Sunday, December 23, 2007

Dec. 9: Back To The EU

Sunday morning ushered in another blue-skied day. I can't believe how lucky we got with weather.

After a quick breakfast we headed back down to Topkapi Palace grounds because I wanted to check out the Istanbul Archeological Museum. It looked pretty small and was absurdly cheaply priced, so we saved it for the last morning.

Well, we didn't go straight to the museum. We of course had to detour by the Starbucks so I could have a caffeine injection that didn't taste like dirt, which is how all Turkish coffee tastes to me.




We walked into the IAM and found a wide and extensive collection of old statues. They were pretty cool. (The only unnerving part was the fact that there were AT LEAST 3 security guards for every visitor in the museum. I'm telling you, a friggin' police state.)



We eventually realized that we were not in the IAM building, but rather just a wing of the building. After that exhibit was another one, and another one, and another one... In fact, we were only in one wing of one building; it turns out there were two other buildings, which I don't know anything about because we never made it out of the first one.

The IAM is not small at all. It's massive. When Hans was talking about the Turkish Louvre, this was it. And there was absolutely no way, at all, to tell that this was a major museum before going in. From the outside it looked like an afterthought.

Weird.

And disappointing. I love museums, and we only got a sense of this one because we were pressed for time. Oh well.

We got back to the hotel, packed up, and paid for the shuttle back to the airport because it is apparently impossible to know what you are going to get if you call for a taxi.

A strange thing about Ataturk airport: you can't even get into the building without going through security, which means you go through with all your suitcases and everything. I'm not sure if this is standard across the Middle East or not; I guess it's because having a bomb go off in the terminal is a somewhat serious possibility.

We connected through Frankfurt again, which is where I had to get my new EU visa stamp (really, that was the whole point of the trip in the first place). The guy asked me where I was going to. "Brussels. Well, Belgium. No, well, actually I'm going to be going on through to Amsterdam." I was completely unprepared for the question and ended up sounded like a moron. I had been through so many passport checkpoints that it caught me by surprise when the guy started talking to me.

I assured him that I would be leaving before 3 months were up. "Are you sure?" He asked with a German accent, raising his voice a bit. "Oh yeah, definitely." He waited a second, then shrugged and gave me the stamp.

Easy enough.

And so ended the Istanbul adventure. We did pretty well for ourselves; I think we really got a sense of the city over the span of the weekend. I have a certain admiration for Turkey. I admire its commitment to secularism, even though it verges on the side of militarist nationalism now and then. I feel like it's a country we need on "our side".

Since I've left, Turkey has carried out a series of airstrikes and limited border incursions on Kurdish territory in Iraq and a full-scale invasion is still possible.
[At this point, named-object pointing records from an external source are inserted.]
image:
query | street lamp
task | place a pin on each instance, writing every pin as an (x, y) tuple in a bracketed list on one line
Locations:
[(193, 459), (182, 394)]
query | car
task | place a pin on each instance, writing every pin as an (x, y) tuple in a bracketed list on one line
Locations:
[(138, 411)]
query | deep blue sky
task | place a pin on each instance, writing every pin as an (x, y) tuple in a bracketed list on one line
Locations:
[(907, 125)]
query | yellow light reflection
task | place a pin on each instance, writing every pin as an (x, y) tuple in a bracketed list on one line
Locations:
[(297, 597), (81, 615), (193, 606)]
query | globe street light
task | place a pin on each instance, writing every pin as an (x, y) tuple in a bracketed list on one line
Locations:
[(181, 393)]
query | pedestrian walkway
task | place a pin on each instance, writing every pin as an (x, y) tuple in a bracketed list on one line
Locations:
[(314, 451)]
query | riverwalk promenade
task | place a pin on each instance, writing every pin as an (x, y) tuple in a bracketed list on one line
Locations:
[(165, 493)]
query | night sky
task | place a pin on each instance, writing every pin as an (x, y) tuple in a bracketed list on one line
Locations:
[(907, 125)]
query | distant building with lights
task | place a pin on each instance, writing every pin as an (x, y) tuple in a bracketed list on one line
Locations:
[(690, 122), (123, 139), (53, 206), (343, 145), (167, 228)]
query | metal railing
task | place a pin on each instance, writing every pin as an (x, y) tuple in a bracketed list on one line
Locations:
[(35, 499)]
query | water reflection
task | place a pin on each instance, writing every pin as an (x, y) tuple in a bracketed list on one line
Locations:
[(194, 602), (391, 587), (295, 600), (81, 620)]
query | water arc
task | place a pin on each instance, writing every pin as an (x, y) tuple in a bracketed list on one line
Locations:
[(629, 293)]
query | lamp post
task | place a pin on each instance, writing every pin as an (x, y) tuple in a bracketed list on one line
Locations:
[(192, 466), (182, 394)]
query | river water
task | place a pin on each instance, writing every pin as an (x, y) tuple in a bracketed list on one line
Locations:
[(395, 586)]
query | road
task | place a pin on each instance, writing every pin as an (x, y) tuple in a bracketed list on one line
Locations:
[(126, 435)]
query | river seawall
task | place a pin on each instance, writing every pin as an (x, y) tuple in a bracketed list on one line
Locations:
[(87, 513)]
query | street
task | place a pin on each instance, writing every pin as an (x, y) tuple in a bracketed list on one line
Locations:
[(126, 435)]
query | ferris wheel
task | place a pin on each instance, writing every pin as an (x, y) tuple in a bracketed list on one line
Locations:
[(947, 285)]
It's suspected that the Americans are giving them aid and intelligence on Kurdish terrorist groups in order to stave off any invasion and shore up support for the wider 'War on Terror'.

However, support for America and its role in the world has seen a sharp decline among the population recently, especially as the Iraq war turned nasty. Attitudes towards Europe have also soured as EU-negotiations drag on. And while the government itself has largely remained on good terms with Washington, they openly expressed outrage when the Senate passed a resolution recognizing the Armenian genocide a month ago, as they did when France passed such a bill last year.

So it's a tough country to generalize or make predictions on.

But there's good reason to feel confident that a large portion of the country's population and leadership, regardless of how they feel about George Bush (not our best spokesman, is he?), will continue to move towards Western-style democracy and reject the Mullah-dominated theocracies that still permeate much of the Arab world. I hope they eventually do join the EU, which will certainly raise living standards across the board and ensure full freedom of speech.